Democratic presidential candidate Julián Castro is not backing down from his much-criticized attack on former Vice President Joe Biden during this week’s Democratic primary debate.
The former Obama administration Secretary of Housing and Urban Development defended himself against the backlash that erupted over his questioning of Biden about his memory during the debate, telling MSNBC’s Chuck Todd that critics “missed the bar completely” on his remarks.
“In fact, as I understand, one of the things they said was that the fact that people would have to fill out paperwork under Vice President Biden’s plan versus not having to do anything is basically inconsequential, it doesn’t amount to anything,” Castro said on “Meet the Press Daily” Friday.
The 2020 contender was debating Biden on healthcare when he made the comment which he claimed had nothing to do with the former vice president’s age but with what he saw as a contradiction of whether uninsured Americans could voluntarily buy into his proposed public healthcare plan or would be automatically enrolled.
Castro’s cheap shot on Biden haunts him long after debate https://t.co/H9nQuAMRNR
— Conservative News (@BIZPACReview) September 13, 2019
The 2020 rivals clashed over their versions of a “Medicare-for-all” plan and whose would best represent the intention of former President Barack Obama’s health care vision before Castro called out Biden.

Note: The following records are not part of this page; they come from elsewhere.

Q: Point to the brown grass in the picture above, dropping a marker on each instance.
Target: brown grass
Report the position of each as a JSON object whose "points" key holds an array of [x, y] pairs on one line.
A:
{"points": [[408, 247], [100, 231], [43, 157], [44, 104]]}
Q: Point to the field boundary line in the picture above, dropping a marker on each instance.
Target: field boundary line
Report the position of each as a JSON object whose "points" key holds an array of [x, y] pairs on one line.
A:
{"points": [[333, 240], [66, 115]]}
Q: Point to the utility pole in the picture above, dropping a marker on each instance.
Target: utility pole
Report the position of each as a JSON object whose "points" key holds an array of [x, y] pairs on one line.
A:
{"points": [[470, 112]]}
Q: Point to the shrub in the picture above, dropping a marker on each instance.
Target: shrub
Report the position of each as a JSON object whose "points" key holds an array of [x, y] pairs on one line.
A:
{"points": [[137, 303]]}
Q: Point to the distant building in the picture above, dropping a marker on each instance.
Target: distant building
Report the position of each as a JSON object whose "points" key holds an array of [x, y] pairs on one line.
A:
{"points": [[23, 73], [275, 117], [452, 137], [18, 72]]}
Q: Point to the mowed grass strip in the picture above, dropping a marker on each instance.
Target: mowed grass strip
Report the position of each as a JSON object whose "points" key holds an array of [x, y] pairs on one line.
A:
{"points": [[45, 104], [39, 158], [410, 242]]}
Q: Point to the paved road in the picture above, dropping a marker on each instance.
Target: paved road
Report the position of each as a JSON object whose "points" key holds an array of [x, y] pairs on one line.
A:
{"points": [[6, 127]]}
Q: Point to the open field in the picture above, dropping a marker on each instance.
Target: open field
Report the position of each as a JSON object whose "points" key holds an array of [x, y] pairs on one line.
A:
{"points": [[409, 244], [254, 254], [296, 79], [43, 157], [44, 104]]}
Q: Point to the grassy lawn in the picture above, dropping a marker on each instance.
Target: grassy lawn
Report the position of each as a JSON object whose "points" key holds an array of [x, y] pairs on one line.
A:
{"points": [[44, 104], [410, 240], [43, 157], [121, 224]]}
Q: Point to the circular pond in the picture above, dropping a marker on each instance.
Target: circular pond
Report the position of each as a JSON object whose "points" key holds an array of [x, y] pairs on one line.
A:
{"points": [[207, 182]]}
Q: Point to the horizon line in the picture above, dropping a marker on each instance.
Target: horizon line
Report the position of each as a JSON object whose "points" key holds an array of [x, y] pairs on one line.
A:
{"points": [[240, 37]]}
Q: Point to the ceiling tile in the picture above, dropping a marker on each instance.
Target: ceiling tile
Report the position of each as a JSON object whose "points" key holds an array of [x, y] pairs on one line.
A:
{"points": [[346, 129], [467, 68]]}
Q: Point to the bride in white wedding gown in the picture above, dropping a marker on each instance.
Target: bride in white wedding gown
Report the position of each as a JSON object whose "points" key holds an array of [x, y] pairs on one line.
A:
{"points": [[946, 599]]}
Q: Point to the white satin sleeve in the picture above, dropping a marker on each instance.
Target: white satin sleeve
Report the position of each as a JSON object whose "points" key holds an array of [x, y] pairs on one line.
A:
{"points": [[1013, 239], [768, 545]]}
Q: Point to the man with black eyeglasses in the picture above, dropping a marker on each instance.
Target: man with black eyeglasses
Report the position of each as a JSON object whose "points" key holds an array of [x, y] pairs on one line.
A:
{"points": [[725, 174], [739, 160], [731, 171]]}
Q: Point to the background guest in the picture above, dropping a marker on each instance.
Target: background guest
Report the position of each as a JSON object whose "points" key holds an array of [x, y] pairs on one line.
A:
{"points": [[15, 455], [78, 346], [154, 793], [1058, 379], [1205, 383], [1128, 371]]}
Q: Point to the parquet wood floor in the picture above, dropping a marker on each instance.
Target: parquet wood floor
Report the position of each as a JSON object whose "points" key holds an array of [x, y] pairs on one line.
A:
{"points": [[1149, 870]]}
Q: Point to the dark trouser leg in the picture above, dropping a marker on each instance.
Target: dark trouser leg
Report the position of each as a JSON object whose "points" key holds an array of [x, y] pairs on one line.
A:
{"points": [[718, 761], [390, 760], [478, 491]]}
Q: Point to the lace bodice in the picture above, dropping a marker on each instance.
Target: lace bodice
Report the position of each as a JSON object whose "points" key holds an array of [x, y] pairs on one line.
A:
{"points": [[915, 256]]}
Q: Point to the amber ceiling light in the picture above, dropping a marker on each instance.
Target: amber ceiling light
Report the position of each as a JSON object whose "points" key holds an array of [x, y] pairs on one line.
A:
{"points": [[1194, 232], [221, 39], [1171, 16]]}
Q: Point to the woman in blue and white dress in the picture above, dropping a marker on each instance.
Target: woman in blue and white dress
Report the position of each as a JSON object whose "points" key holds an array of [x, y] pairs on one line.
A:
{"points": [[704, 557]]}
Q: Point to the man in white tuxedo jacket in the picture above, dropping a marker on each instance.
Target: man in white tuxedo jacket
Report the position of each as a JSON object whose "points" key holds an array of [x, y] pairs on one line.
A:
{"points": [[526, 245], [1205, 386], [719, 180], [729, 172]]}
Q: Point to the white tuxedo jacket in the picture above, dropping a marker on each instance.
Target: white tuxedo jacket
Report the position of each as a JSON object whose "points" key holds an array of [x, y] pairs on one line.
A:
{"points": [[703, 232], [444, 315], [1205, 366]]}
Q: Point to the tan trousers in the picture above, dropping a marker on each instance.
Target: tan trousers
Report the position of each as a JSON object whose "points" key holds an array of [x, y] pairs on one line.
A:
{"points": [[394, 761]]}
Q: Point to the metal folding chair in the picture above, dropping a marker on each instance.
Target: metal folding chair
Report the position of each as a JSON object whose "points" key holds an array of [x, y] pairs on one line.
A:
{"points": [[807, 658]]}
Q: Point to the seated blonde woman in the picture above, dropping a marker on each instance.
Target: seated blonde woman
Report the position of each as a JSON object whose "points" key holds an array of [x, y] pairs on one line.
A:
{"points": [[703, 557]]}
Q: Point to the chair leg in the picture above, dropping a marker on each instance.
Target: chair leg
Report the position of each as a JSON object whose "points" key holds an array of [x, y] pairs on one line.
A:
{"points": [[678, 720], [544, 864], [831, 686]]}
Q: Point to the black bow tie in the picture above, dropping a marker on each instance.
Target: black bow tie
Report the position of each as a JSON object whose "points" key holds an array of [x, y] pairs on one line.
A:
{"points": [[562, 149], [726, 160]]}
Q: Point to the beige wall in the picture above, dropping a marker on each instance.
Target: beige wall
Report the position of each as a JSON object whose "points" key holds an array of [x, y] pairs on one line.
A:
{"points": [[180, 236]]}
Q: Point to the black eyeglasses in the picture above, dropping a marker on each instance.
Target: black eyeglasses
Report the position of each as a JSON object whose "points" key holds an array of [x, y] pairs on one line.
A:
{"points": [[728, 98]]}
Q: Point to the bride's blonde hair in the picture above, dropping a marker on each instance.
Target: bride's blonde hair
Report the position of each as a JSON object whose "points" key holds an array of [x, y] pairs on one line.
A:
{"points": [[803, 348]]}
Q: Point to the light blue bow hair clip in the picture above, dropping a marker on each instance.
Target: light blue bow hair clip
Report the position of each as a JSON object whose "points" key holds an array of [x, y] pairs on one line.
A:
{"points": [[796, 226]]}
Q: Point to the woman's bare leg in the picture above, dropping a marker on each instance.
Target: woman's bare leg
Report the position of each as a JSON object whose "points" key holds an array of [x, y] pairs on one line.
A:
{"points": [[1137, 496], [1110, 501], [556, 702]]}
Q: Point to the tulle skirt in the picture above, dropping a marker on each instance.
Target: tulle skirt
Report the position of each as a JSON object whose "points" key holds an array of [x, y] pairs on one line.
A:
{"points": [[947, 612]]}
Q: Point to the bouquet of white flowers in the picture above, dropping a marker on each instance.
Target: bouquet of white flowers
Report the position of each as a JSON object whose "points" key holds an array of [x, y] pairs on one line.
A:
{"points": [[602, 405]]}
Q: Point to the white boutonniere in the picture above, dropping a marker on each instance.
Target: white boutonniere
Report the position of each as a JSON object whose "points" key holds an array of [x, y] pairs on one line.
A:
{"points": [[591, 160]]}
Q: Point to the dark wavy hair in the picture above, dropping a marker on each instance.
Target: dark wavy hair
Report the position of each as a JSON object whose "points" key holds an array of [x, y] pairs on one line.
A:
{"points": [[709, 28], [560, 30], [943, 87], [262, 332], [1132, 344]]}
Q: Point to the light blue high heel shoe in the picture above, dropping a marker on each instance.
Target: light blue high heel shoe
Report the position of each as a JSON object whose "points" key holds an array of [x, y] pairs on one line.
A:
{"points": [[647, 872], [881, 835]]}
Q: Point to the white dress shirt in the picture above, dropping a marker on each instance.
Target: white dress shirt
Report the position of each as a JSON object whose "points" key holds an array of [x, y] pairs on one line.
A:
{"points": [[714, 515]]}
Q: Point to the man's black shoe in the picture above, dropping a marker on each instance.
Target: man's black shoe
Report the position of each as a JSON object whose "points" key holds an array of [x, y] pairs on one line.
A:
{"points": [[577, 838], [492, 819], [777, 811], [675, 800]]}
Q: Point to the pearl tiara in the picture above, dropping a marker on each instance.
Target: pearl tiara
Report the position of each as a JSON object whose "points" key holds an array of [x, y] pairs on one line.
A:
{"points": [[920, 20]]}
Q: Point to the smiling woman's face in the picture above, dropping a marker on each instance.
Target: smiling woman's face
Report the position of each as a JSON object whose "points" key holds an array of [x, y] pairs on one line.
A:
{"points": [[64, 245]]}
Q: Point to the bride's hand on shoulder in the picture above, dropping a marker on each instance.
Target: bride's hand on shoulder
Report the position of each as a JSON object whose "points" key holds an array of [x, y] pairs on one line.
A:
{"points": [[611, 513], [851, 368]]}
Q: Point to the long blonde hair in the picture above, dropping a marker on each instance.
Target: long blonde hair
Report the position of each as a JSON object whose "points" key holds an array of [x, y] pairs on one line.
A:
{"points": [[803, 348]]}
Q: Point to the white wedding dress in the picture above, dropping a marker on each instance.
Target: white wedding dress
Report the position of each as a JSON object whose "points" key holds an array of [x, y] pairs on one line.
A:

“You just said two minutes ago they would have to buy in. Are you forgetting what you said two minutes ago?” he asked and set off a firestorm of criticism.
Castro not only came under fire for what looked to many to be an attack on Biden’s age, but was also taken to task for arguing over an “exaggeration,” as PolitiFact claimed:
Castro’s plan is an opt-out plan while Biden’s is an opt-in plan, but the differences between those are much less than Castro suggests. Biden’s plan would guarantee Americans who are in need access to Medicare coverage, just like Castro’s would. The differences would likely amount to the nature or timing of paperwork, rather than being significant barriers to access.
Castro used this questionable distinction to charge that Biden had said opposing things within two minutes, but that’s an exaggeration at best.
“I don’t know who they hire at PolitiFact but it’s obviously not somebody that has dealt with a working family or the realities of why people fall off insurance or other things where there’s an onerous process. I do take issue with that,” Castro told Todd on Friday.
“Do you think there’s a big difference between his paperwork and your paperwork?” the MSNBC host asked, contending that out the opt-in versus opt-out contrast was a “petty difference.”
“That’s a big difference,” Castro replied.
“Right now there are over 27 million people who are uncovered,” he went on. “There would still be 10 million people uncovered under Vice President Biden’s plan.”
Castro again attempted to show that Biden had backtracked over his previous comments and that was the reason he had called him out.
“This was a disagreement about health care policy. People can try to make it whatever they want,” Castro explained. “He said very clearly that some folks would have to buy in. I said, you just said that and he said, no, they wouldn’t have to buy in. That’s why I said, look, it seems like you’re forgetting that you just said that some people would have to buy in.”
“This is what these debates are for,” he added after Todd pressed him again.